Fear.
I have a fear of
control. I don't want control, nor am I born with a sense of control, nor do I want control thrust upon me. I'm not a natural leader, but I make a pretty damn good sidekick
or a second-in-command, as long as the commander doesn't fall off a cliff or anything.
I have a
tremendous fear and love of
Nothingness. The Black Void known as Outer Space. I love to stare out at night into the sky, just thinking there's nothing out there...and I get this gut-wrenching, hollow, choking feeling every time I do. But I can't avoid it. It's so entrancing, yet terrible.
The fear of being
lost.
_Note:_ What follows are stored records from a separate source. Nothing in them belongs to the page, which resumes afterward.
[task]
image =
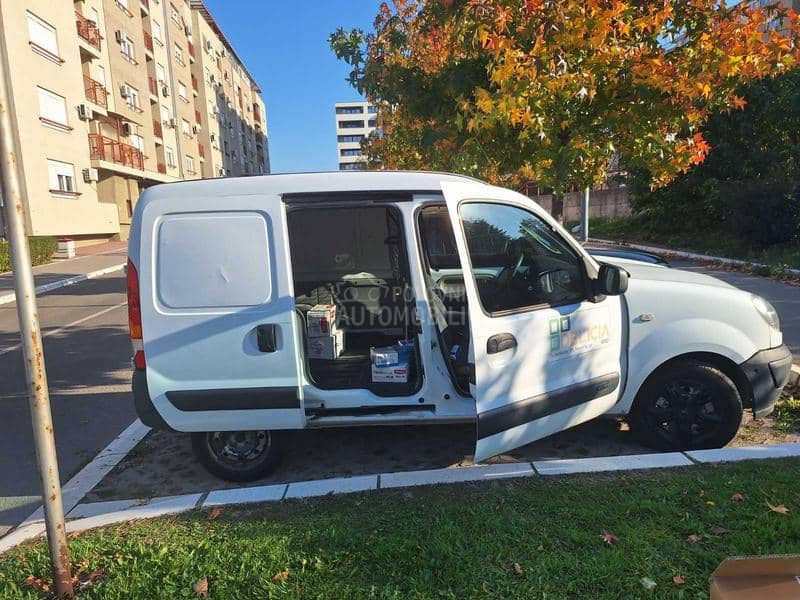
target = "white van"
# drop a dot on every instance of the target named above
(267, 304)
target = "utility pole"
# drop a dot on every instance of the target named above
(585, 216)
(32, 351)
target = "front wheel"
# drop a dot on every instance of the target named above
(238, 455)
(687, 405)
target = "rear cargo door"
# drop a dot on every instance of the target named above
(219, 327)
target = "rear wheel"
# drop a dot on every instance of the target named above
(687, 405)
(238, 455)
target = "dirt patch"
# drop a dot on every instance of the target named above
(163, 463)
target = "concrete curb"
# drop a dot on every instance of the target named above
(690, 255)
(49, 287)
(98, 514)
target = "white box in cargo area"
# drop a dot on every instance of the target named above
(326, 347)
(321, 320)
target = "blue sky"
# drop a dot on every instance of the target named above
(284, 46)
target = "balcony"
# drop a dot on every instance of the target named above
(148, 41)
(105, 148)
(95, 91)
(88, 31)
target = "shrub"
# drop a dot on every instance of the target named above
(41, 247)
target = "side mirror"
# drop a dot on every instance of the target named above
(612, 280)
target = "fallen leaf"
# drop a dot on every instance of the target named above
(720, 531)
(647, 583)
(282, 576)
(201, 587)
(778, 508)
(609, 538)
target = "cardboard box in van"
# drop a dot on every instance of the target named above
(326, 347)
(746, 577)
(321, 320)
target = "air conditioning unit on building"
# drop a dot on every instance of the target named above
(90, 175)
(85, 113)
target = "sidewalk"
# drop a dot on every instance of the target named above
(90, 260)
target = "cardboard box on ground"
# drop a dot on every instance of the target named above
(747, 577)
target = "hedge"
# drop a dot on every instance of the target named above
(42, 249)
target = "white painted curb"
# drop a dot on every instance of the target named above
(690, 255)
(99, 514)
(49, 287)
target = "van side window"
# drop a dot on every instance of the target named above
(518, 261)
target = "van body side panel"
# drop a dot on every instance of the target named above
(214, 280)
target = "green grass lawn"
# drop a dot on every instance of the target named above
(633, 230)
(450, 542)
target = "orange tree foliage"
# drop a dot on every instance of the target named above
(550, 90)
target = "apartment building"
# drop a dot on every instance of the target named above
(354, 122)
(107, 102)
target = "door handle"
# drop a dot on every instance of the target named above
(265, 336)
(500, 342)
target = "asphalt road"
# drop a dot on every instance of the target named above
(87, 353)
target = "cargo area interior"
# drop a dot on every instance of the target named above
(353, 259)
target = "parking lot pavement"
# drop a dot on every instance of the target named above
(87, 352)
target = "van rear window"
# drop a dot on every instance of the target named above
(213, 260)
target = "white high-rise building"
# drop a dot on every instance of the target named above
(354, 122)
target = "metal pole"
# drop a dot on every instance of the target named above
(585, 216)
(32, 351)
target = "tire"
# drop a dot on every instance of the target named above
(687, 405)
(239, 455)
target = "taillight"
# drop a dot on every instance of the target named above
(135, 316)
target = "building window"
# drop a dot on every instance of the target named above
(61, 177)
(131, 97)
(52, 109)
(350, 138)
(351, 124)
(43, 38)
(127, 49)
(359, 166)
(349, 110)
(156, 28)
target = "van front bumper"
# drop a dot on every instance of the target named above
(145, 410)
(767, 371)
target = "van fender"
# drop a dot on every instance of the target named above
(648, 351)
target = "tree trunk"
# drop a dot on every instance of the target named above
(557, 208)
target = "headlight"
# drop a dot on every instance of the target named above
(767, 312)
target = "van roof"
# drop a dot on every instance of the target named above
(308, 183)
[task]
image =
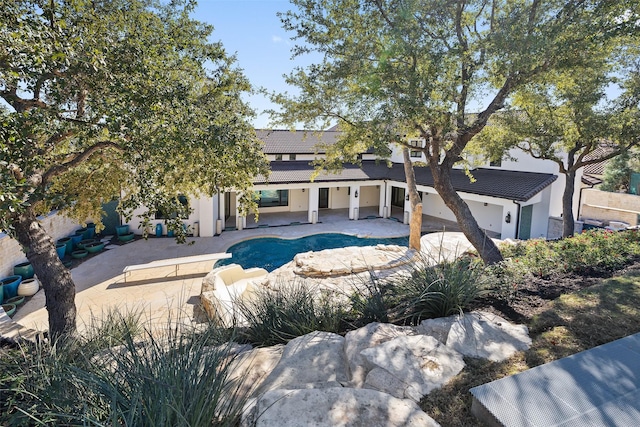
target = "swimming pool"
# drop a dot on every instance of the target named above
(271, 252)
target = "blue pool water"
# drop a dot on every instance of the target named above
(271, 252)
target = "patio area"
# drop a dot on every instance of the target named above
(100, 283)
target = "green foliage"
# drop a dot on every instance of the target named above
(617, 172)
(594, 252)
(438, 290)
(99, 102)
(175, 377)
(369, 302)
(435, 70)
(277, 316)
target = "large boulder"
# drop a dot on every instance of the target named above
(250, 368)
(315, 360)
(368, 336)
(488, 336)
(343, 407)
(411, 366)
(352, 260)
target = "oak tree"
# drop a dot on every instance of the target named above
(112, 99)
(392, 70)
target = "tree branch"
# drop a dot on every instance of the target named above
(77, 159)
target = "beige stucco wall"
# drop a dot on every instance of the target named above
(607, 206)
(11, 252)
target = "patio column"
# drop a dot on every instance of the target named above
(407, 207)
(312, 213)
(241, 221)
(220, 217)
(509, 221)
(382, 204)
(207, 217)
(354, 202)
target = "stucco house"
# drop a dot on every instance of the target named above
(509, 199)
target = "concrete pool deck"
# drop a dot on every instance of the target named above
(100, 282)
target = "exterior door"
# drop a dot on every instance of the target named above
(526, 214)
(227, 205)
(111, 218)
(397, 197)
(323, 198)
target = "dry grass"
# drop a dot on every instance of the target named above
(570, 324)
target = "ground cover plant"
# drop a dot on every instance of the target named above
(122, 374)
(573, 294)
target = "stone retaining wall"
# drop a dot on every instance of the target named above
(11, 252)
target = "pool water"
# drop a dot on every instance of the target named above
(271, 252)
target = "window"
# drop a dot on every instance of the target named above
(271, 198)
(161, 214)
(418, 144)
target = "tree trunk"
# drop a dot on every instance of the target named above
(59, 289)
(415, 226)
(487, 249)
(568, 223)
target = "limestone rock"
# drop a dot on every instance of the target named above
(438, 328)
(343, 407)
(485, 335)
(411, 366)
(315, 360)
(368, 336)
(351, 260)
(251, 368)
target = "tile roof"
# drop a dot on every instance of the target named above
(597, 168)
(512, 185)
(280, 141)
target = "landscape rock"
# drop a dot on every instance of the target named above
(368, 336)
(438, 328)
(343, 407)
(411, 366)
(315, 360)
(352, 260)
(251, 368)
(486, 335)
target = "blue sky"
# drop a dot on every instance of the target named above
(251, 30)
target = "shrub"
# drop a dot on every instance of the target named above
(439, 290)
(176, 378)
(369, 302)
(294, 309)
(594, 252)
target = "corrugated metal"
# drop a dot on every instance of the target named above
(597, 387)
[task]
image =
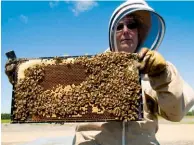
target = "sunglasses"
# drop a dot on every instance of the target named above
(132, 25)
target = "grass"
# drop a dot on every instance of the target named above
(5, 121)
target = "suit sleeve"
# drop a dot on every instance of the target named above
(175, 96)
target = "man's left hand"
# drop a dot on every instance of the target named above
(152, 62)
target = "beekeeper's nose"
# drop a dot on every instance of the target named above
(125, 30)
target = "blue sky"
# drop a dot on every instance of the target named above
(36, 29)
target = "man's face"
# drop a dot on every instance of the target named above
(127, 35)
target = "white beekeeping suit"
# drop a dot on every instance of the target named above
(167, 95)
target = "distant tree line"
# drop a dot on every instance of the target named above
(5, 116)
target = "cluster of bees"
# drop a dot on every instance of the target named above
(112, 86)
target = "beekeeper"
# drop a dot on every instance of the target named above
(165, 93)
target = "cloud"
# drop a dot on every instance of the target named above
(82, 6)
(23, 19)
(54, 3)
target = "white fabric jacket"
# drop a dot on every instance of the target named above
(167, 95)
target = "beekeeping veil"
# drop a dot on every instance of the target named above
(151, 28)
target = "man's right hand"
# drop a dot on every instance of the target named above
(10, 69)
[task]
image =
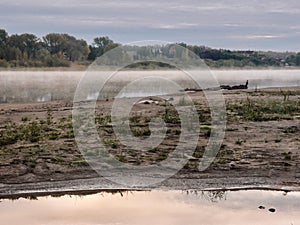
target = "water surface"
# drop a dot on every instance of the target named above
(157, 207)
(27, 86)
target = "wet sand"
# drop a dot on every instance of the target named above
(260, 150)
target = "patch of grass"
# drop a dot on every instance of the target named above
(53, 136)
(265, 110)
(79, 162)
(153, 150)
(287, 155)
(91, 154)
(278, 140)
(239, 142)
(25, 119)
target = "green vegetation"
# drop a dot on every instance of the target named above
(265, 110)
(60, 50)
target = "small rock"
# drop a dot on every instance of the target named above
(272, 210)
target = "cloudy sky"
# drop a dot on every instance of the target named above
(232, 24)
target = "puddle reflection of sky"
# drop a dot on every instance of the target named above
(157, 207)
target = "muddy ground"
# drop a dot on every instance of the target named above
(261, 145)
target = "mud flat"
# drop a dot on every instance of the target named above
(38, 152)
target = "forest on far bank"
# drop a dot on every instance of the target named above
(62, 50)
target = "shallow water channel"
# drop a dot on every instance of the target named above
(156, 207)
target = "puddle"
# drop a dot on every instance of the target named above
(157, 207)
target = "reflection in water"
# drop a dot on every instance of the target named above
(47, 86)
(156, 207)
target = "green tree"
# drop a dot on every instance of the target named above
(100, 46)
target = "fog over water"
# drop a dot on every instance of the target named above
(27, 86)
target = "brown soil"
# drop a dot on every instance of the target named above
(37, 141)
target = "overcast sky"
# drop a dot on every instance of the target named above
(233, 24)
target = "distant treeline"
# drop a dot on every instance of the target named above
(60, 50)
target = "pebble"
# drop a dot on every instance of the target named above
(272, 210)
Lost, and nowhere to go. No home. No family. Nothing familiar. Surrounded by strangers. Human-sized mazes freak me out.
The fear of
drowning. I had a traumatizing experience, where I nearly drowned due to an overly-large woman sitting on a tube. It was on the Lazy River, and traffic was extreme, so I decided to go under and swim to find a less jammed up place. Since I can hold my breath for a maximum of 2 minutes, I swam and swam under everyone. Unfortunately, there were no openings, and I had already gone too far to go back. Frantically, I began to swim, and I began to feel the awful urge to just suck in water. My vision turned blurry, and with a push I tried to break to the surface for air. Bad choice, 'cause I was directly beneath this "horizontally priviledged" lady. I finally managed to push her aside, and she gave me the EYE, only drawn out longer and more pissed off. It was rather funny.